#68:
Hurricane Punch by Tim Dorsey:
A few miles above Venice, the Tamiami Trail takes a pair of jogs as it swings past Marina Jack's and the bridge to Bird Key, home of lifestyle pace-car and AC/DC front man Brian Johnson.
Synopsis: Serial killer/Florida historian Serge A. Storms and his stoner buddy Coleman take up hurricane-chasing, while another serial killer does his thing. Also along for the ride: a sleazy media empire, the Party Parrot and an unhinged sometimes-FBI agent.
I chose this book for a group read over at
oddlittlecat and I'm actually pretty surprised that no one hated it. Dorsey's an author you either really love or pretty much back away slowly from. The pace is frenetic, and the POV meanders all over the place.
On the one hand, there's Serge and Coleman, who are crawling all over Florida looking for hurricanes and Serge is killing off people who break the social code (price gougers, hip-hop rednecks, reality tv show producers). There's a second serial killer on the loose who is less discriminating and manages to eerily copy Serge's crimes at the very time he's committing them. And that's attracting all kinds of coverage from a sleazy media empire looking to boost their ratings by any means possible. On um, a fourth hand, Serge is seeing a psychiatrist about his mid-life crisis while unbeknownst to him, his archnemesis Mahoney and the reporter assigned to cover his spree are also seeing psychiatrists in the same building.
There's also a feeding tube controversy, prescription pill fraud, a Rolling Stones theme and the Party Parrot, who keeps getting tossed into the hurricanes on the grounds that inappropriate behavior is better than a reality show.

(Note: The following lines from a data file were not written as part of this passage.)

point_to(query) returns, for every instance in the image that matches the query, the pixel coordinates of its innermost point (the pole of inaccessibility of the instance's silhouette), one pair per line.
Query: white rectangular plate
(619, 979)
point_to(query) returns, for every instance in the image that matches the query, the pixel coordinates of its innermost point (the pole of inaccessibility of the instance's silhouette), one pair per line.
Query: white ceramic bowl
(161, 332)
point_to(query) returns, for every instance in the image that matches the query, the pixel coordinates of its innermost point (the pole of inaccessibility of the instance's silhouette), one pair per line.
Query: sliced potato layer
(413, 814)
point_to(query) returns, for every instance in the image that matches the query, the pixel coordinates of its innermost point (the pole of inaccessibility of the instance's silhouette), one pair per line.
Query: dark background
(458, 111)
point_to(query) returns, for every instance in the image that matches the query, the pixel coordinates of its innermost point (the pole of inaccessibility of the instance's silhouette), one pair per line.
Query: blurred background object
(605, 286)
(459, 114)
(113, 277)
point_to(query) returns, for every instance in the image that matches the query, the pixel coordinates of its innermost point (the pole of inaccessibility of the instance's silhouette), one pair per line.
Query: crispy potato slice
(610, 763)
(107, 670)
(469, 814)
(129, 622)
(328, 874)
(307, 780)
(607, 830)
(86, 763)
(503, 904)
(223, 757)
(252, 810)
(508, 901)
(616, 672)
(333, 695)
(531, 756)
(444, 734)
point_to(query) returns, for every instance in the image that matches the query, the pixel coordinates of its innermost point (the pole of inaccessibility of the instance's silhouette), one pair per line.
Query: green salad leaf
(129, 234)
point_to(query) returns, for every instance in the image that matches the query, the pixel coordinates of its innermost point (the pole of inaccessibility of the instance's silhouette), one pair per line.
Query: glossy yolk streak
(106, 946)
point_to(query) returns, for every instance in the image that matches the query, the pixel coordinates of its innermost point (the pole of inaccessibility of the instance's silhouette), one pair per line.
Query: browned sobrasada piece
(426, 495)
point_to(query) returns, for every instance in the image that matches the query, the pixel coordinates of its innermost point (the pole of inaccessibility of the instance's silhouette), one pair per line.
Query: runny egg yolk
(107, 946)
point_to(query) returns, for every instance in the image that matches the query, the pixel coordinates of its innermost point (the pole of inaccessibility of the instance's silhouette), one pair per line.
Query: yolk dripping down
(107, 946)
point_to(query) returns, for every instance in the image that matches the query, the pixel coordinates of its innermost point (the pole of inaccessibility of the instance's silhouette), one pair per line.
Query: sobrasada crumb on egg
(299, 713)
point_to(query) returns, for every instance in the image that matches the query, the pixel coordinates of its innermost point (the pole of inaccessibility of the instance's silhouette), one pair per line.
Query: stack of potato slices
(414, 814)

Verily, there's a lot going on.
I'm a huge Dorsey fan, but I like having to keep up with how fast and how packed the pace is. I also find him incredibly hilarious and have three full pages of quotes from this book stashed in one of my quote journals. I could do an entry just on the quotes alone.
But part of liking his books is that I find Serge's character refreshing; sure he's a serial killer, but he's a choosy one (a la Dexter) and quite a bit of his own dilemmas come from whether or not to take his meds.
The meds stop him from killing people sure, but they also suck all the color out of his world. Or as he puts it, "...Mental illness is like cholesterol. There's the good kind and the bad. Without the good kind, less flavor to life."
Or a much better summary, from Hammerhead Ranch Motel:
The problem was that the medication dimmed his wattage. Serge would either hide the pills in his mouth or throw them up later. He didn't want anything messing with his gray matter; he liked the hum inside his head too much--the free commerce of thoughts and images streaming back and forth, occasional bursts of genius flashing inside his skull like heat lightning over Tampa Bay on a warm August evening.
It's a portrayal of mental illness that's both sympathetic and complicated. You're not supposed to empathize with the serial killer or root for him or even like him. But in contrast with Dexter, the other Florida serial killer with a conscience, Serge doesn't seem to need anyone to like him, or care. He's made perfectly happy by the contents of his own head.
Coleman used to be a very neutral character to me, as he's just a stereotypical stoner bud, but you get more of his backstory in Torpedo Juice, and after I read that, I felt much more sympathetic toward him.
I'm also a serious history dork, so I not only love all the Florida factoids, but I can well imagine going on journeys around the country just to see historical landmarks and cross them off some mythic list. This is some serious placeporn.
It was difficult to choose one Dorsey book to represent the entire series. They don't really go in order, because characters who die in one book reappear in later books, which either makes a lie of the ordering, highlights Serge as an unreliable narrator or warps the fabric of time. Frankly, I'm okay with any of those answers.
There are certainly books in the series that have a less rapid-fire pace to them--Florida Roadkill and Hammerhead Ranch for two--and ones that have less plot strands to juggle (Orange Crush, Triggerfish Twist) but to some degree, this book represents Dorsey at the pinnacle of his madness, throwing all these balls in the air and to be honest, only making a cursory attempt to keep track of where they land.
little_tristan and I disagree on how well the identity of the copycat serial killer works, but we both agree the psychiatrist subplot was totally over the top. Nonetheless, for the amount of activity going on in the book, that it didn't make anyone's Worst of 2010 is kind of an accomplishment.